Needless to say, Merkel and her center-right coalition is in effect being squeezed from both sides of the political aisle, and as such, there does appear to be a major political realignment happening throughout Germany. Keep in mind that the AfD is not just syphoning off votes from the center-right coalition, from both the Christian Democratic Union as well as the Christian Social Union in Bavaria. Amazingly they are also becoming very popular among traditionally leftwing strongholds such as the once industrial heartlands of Western Germany. In fact, surveys have confirmed that the vast majority of AfD voters affirmed that they voted for the party because they had become so disaffected and disillusioned with the mainstream parties, both right and left. Sound familiar? This is precisely the same pattern we saw with Donald Trump, where states that had been reliably leftwing in their voting since the 1980s suddenly voted for Trump, these were states like Wisconsin, Iowa, Michigan, and Pennsylvania which are industrial and manufacturing centers which turned away from the political left and embraced the nationalist populist right.
Of course, I need not tell you, but the success of the AfD, like with Donald Trump, is largely due to the whole issue of immigration. The AfD is unapologetic when it comes to their staunch resistance against Merkel’s policy of open borders. In fact, this is the key reason why traditionally leftist voting demographics, such as the industrial workers, have been voting AfD. Union workers are listening to their representatives, aligned with the social liberals, actually defending mass immigration; in Germany, these union reps are coming out and saying that skill shortages among Germans means that Germany needs even more immigration. They fully support Angela Merkel and her plan to completely change the demographics of Europe; as you can imagine, this pro-immigration rhetoric does not sit too well with union members, the rank and file, the common folk as it were, who want to talk more about the shortage of decent manufacturing and industrial jobs, since they are all being shipped overseas on account of a globalist division of labor. And of course, it is precisely the AfD that is addressing these economic and immigration concerns.

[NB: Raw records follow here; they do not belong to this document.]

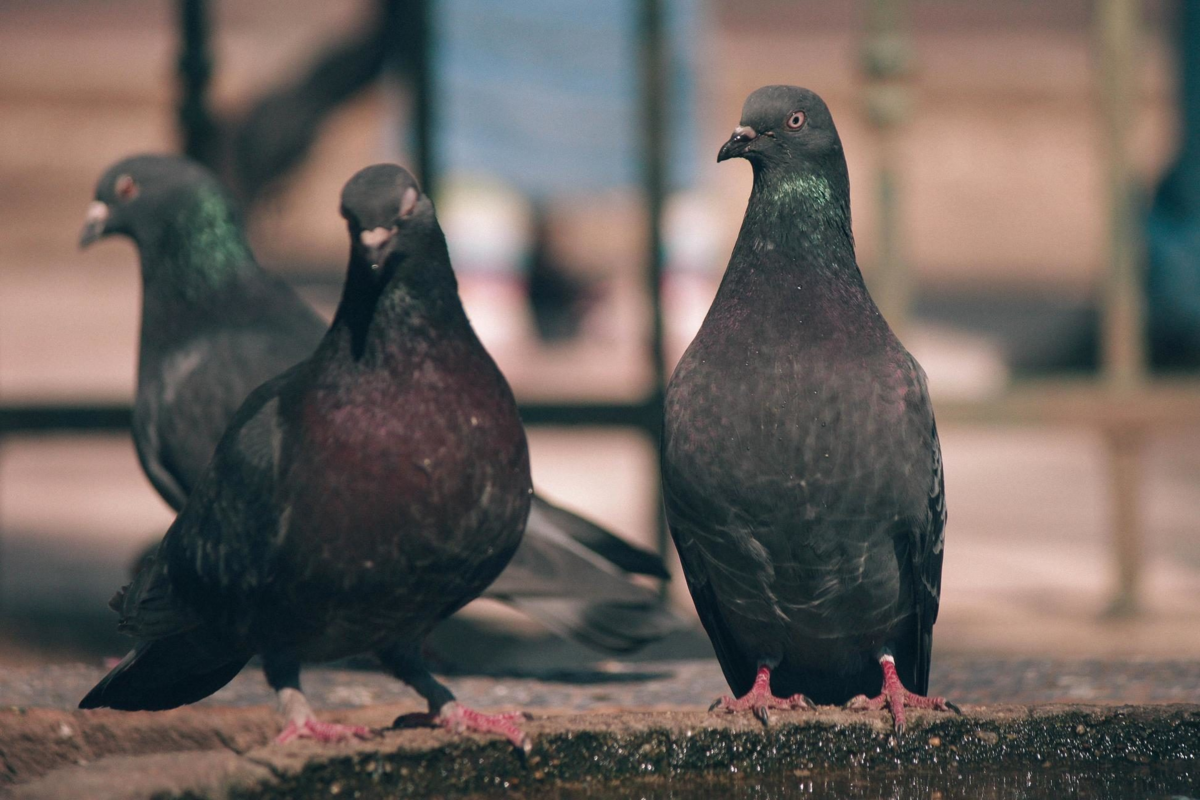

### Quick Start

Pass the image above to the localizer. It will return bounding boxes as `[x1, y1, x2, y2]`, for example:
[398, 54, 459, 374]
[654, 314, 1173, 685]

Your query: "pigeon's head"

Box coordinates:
[79, 155, 224, 247]
[342, 164, 434, 276]
[716, 86, 842, 172]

What’s so neat is that the AfD is even changing the whole tenor of the debate. For example, they are coming out and saying, Hey, you want social justice? Are you concerned about social responsibility? Then social justice begins with recognizing that there is a fundamental contradiction between being advocates of mass immigration on the one hand and the survival and integrity of the welfare state of German citizens on the other. The political left simply cannot possibly claim to be both guardians of the welfare state on the one hand and proponents of unfettered immigration on the other. They are inevitably going to favor the immigrant at the expense, quite literally, at the expense of the citizen, and there is simply nothing just about that! And so you have AfD coming out and saying: ‘Hey, we are all for social justice; but social justice FOR Germans and BY Germans, not an open invitation by our secular elite to live off of the hard work and ingenuity of the German population; that is just crazy, and completely unsustainable, economically and culturally.’
We will be keeping our eyes on how things develop in the run up to the elections in Bavaria; this of course on the heels of the nationalist Sweden Democrats and the gains that they made in their last election in September. Together with the rise of the right in France and Italy and Austria, this really does mean that we are seeing nothing less than the rise of a new political order sweeping the continent of Europe for generations to come.